The GOP, as I've already noted, seem set to treat opposition to Amy Coney Barrett's confirmation to SCOTUS as a sign that lefties hate religion. (The reliably unreconstructed Sen. Hyde-Smith has gone so far as to describe their position as "guns loaded, packed".) Honestly, the "Handmaiden" stuff doesn't necessarily alarm me as much as that other cult she belongs to--the originalist thing.
I'm not linking to anything by way of argument but just sharing my own thoughts--the Founders didn't seem to have expected future jurists to perform a séance to determine the right thing to do with respects to Constitutional Law, but rather assumed things were supposed to change with the times.
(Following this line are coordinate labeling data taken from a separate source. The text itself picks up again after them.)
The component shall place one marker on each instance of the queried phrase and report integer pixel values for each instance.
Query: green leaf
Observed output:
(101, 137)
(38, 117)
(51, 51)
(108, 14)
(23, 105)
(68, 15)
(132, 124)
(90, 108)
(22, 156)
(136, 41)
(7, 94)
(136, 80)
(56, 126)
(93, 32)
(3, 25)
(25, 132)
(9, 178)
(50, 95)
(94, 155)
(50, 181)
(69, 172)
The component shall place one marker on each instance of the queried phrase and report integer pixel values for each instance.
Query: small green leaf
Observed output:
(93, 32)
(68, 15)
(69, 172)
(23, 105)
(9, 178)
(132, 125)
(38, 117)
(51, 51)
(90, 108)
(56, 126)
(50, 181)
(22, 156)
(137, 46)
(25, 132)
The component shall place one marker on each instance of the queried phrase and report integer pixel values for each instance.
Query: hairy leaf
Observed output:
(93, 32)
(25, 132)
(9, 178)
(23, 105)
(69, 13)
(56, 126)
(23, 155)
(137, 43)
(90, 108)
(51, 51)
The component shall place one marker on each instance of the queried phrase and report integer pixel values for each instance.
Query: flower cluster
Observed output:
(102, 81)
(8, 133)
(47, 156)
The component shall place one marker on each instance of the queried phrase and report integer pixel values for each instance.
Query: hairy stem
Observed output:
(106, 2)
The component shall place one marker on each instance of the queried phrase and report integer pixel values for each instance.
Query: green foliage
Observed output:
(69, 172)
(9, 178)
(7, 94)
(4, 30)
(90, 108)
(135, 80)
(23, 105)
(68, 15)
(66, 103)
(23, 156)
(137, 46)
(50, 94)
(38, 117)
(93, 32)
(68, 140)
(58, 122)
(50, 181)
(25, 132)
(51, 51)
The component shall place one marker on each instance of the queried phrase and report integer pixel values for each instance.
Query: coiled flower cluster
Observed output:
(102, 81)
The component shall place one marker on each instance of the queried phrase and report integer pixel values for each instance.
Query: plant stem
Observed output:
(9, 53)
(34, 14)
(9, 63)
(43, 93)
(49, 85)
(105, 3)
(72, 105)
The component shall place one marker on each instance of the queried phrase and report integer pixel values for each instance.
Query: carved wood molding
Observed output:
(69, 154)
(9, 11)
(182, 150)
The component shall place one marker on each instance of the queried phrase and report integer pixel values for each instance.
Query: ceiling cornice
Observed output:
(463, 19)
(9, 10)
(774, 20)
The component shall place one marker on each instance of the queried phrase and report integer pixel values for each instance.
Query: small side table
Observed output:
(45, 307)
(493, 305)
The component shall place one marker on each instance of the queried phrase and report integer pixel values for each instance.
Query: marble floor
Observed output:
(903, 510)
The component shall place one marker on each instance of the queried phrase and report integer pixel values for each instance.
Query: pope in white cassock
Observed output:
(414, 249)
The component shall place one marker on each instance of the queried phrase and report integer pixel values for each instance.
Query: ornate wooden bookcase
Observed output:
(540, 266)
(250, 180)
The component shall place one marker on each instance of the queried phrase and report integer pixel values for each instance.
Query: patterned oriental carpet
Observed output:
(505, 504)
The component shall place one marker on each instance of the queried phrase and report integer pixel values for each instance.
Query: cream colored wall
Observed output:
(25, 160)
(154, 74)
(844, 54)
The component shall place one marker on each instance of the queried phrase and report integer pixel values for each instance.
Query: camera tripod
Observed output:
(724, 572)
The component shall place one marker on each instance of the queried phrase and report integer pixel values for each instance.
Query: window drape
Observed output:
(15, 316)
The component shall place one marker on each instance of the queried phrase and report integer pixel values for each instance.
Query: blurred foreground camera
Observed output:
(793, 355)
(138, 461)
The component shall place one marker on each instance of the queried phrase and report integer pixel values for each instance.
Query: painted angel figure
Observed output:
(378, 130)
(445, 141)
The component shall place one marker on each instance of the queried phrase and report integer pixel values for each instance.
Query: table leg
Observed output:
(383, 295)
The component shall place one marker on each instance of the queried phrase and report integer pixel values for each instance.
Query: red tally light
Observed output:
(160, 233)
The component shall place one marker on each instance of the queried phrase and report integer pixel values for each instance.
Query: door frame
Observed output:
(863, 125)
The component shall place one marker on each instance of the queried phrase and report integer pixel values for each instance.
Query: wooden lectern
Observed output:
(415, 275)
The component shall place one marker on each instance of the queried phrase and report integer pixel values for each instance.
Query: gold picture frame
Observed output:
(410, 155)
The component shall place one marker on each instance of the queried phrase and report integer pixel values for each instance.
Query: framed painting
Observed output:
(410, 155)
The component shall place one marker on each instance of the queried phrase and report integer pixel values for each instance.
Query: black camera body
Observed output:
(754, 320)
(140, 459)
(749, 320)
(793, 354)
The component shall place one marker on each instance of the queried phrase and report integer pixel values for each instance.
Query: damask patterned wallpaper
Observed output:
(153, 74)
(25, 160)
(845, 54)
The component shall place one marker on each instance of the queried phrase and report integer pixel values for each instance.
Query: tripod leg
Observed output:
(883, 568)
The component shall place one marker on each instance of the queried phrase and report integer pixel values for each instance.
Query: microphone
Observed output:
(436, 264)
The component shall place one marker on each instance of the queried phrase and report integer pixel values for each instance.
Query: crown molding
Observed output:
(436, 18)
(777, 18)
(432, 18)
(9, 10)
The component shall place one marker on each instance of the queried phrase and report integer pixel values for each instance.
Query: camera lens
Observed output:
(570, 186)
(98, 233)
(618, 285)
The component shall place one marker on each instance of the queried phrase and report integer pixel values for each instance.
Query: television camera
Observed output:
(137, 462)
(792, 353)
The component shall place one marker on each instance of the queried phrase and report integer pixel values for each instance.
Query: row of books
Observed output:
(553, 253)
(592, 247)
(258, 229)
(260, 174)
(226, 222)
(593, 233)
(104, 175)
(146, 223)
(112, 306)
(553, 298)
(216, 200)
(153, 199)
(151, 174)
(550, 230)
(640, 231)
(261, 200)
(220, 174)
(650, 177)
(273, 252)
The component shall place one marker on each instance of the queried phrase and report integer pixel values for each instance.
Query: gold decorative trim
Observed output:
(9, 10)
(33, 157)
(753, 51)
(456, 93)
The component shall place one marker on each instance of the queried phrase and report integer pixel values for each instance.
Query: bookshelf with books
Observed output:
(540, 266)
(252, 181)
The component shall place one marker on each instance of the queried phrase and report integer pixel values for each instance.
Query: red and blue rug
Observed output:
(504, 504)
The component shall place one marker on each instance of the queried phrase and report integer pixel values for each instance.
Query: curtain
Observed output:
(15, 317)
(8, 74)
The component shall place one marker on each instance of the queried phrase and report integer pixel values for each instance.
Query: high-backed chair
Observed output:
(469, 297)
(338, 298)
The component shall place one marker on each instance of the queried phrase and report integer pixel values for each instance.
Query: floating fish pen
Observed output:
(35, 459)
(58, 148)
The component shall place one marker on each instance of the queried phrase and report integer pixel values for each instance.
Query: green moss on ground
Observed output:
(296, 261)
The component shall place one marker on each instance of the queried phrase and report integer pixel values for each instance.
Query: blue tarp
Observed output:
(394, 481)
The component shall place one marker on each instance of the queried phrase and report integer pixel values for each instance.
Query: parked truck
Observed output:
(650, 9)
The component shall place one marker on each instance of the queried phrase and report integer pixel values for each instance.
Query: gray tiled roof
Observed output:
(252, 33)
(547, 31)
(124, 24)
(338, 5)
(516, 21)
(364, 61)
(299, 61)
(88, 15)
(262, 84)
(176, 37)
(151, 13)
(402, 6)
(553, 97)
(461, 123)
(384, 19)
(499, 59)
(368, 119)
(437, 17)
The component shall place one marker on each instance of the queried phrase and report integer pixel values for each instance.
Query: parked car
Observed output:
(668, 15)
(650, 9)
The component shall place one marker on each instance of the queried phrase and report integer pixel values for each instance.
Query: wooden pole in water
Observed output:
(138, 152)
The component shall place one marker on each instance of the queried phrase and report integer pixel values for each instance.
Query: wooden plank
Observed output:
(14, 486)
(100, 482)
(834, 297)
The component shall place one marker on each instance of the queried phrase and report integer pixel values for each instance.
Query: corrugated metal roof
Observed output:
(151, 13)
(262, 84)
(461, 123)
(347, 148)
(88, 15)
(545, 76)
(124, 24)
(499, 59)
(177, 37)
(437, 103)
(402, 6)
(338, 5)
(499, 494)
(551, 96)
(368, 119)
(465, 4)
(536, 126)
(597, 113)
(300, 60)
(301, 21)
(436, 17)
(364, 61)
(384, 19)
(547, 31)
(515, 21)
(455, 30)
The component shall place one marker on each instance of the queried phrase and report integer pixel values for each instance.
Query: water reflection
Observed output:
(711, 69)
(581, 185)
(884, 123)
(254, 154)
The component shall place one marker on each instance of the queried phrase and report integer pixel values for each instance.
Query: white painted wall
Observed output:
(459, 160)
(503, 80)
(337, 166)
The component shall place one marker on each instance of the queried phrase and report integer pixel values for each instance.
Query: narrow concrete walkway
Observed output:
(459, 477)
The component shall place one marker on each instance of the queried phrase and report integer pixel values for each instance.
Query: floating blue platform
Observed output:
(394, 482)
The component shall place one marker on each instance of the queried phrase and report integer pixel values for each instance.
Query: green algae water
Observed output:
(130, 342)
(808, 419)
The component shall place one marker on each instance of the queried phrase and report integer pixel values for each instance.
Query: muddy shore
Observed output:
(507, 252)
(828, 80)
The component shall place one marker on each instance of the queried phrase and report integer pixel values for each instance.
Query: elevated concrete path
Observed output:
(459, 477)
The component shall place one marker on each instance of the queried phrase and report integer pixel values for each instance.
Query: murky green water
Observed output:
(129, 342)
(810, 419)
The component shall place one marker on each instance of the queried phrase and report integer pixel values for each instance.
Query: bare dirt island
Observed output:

They just had a Revolution, for crying out loud! They knew they were putting things together that would necessarily have to change because events would necessitate it. They weren't prophets, but....guys. They literally were like, "for a more perfect union"--as in, we aren't there yet--go ahead and amend this Constitution of ours--we don't mind! So when you really do go back and look at the words they actually put in the document, it's like, wow, they didn't think this was a dead document at all.
So you can't ignore progress, and you need to look at stare decisis. What is going on, as a through line? How is the law evolving and developing? Is justice reparative or punitive? And I have issues with what I'm seeing.